As some of you may know, I was once upon a time the founding editor of WaterShapes the magazine, a 12-year run that ended in 2011 due to the recession. Over those years, I worked side-by-side with Jim McCloskey, the publisher, creator and keeper of the magazine and its online descendant, Watershapes.com. Now, as I work to step into Jim’s shoes, which is no small challenge by any stretch, I am both overjoyed by the opportunity to return to work that I love, and deeply humbled by the opportunity represents. Ultimately, it’s where I’m meant to be and it’s great to be back.
It does seem like a different universe compared to when I left the magazine. Today’s watershaping world is much more fluid (pun intended) and far more diverse. Terms like aquatic consultant or watershape designer aren’t so new and unexpected anymore. Taking an even longer view, it’s odd to think that when WaterShapes started back before the turn of millennium, many people in the industry didn’t even have email, even cell phones were still relatively new, and the advent of social media was still a decade away. It is striking how things have changed.

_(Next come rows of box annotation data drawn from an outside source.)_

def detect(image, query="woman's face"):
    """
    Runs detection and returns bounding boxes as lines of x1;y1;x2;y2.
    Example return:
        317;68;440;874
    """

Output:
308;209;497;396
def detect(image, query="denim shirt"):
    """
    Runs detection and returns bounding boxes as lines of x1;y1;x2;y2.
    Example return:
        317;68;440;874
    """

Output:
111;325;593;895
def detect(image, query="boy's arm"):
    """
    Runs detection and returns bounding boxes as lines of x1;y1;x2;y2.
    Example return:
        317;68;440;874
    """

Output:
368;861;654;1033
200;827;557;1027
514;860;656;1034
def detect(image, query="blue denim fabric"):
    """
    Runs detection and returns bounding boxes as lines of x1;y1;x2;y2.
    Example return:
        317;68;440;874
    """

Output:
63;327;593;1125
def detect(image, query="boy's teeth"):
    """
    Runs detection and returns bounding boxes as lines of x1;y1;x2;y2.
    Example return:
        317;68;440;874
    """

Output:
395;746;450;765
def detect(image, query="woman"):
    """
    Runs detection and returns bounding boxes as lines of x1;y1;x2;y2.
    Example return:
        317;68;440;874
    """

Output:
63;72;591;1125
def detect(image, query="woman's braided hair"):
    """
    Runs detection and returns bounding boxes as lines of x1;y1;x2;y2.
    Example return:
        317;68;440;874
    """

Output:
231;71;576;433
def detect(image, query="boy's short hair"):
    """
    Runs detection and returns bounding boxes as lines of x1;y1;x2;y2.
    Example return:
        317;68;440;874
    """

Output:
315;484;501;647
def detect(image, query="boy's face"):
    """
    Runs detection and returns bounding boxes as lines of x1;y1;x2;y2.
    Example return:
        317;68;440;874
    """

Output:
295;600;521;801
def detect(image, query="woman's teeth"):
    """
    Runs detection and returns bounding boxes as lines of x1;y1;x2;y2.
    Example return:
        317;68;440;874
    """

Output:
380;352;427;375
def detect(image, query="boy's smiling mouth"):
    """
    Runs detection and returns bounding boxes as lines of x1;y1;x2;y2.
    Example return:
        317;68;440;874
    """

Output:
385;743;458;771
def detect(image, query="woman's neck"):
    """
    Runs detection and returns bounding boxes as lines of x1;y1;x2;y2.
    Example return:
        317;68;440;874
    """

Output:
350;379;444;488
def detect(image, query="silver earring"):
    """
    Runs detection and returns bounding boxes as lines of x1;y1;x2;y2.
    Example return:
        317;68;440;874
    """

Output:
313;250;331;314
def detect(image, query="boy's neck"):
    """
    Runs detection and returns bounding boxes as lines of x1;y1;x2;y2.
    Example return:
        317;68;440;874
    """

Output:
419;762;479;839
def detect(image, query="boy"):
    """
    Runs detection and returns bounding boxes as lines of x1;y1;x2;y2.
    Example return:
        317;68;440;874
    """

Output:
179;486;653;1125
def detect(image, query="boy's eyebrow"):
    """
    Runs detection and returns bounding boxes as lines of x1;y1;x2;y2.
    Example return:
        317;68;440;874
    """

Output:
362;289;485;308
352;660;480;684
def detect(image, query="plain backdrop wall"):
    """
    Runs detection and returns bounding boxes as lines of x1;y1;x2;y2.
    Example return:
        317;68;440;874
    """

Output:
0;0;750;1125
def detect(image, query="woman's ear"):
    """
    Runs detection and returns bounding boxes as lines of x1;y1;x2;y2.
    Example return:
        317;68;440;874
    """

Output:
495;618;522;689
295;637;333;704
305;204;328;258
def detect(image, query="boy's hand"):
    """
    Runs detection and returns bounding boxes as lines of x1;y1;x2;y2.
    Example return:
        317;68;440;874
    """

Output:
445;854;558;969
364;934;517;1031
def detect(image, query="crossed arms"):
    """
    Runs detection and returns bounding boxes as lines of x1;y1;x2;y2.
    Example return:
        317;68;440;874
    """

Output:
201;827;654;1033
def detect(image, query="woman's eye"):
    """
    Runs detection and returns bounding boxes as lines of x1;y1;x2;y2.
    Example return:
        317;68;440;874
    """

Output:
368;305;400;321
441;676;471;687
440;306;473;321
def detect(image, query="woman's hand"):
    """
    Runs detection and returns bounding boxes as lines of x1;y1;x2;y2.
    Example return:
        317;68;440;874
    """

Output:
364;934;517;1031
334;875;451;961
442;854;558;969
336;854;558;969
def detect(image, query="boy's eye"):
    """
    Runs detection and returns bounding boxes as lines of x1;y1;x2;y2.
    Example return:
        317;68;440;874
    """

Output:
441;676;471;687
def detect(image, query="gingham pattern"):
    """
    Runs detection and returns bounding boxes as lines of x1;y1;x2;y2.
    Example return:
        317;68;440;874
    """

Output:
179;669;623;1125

Of even greater and more recent impact, we’ve also seen the influx of a new generation of professionals who are not tethered to traditional ways of thinking and institutionalized habits that have long held back the traditional pool and spa industry. In fact, it’s fair to say the industry that existed in the 50s through much of 90s is almost unrecognizable in some respects today.
We’ve seen a more evolved approach take hold, one that is largely driven by technology but also focuses on the consumer experience and the idea that integrated exterior spaces are attainable by a widening swath of society. We’ve also developed a widespread recognition that wellness and fitness are an increasing part of watershapes’ appeal and value.
For my small part, it’s been exciting to be a part of this ongoing evolution, and I’m thrilled by the expanding possibilities. I see a future where watershapers and the industry at large become more integrated with the worlds of architects, landscape architects, general contractors, developers, healthcare professionals and even fine artists. And, I imagine a world where the power and beauty of recreational and decorative water touches almost everyone in society.
Yes, change means stepping away from our comfort zones, but ultimately that’s one of the healthiest ways to grow, personally and professionally. By embracing times of change, we discover new directions and capacities within ourselves – along with new ways to plumb an attached spa, light a fountain or mount acrylic panels in the side of a pool.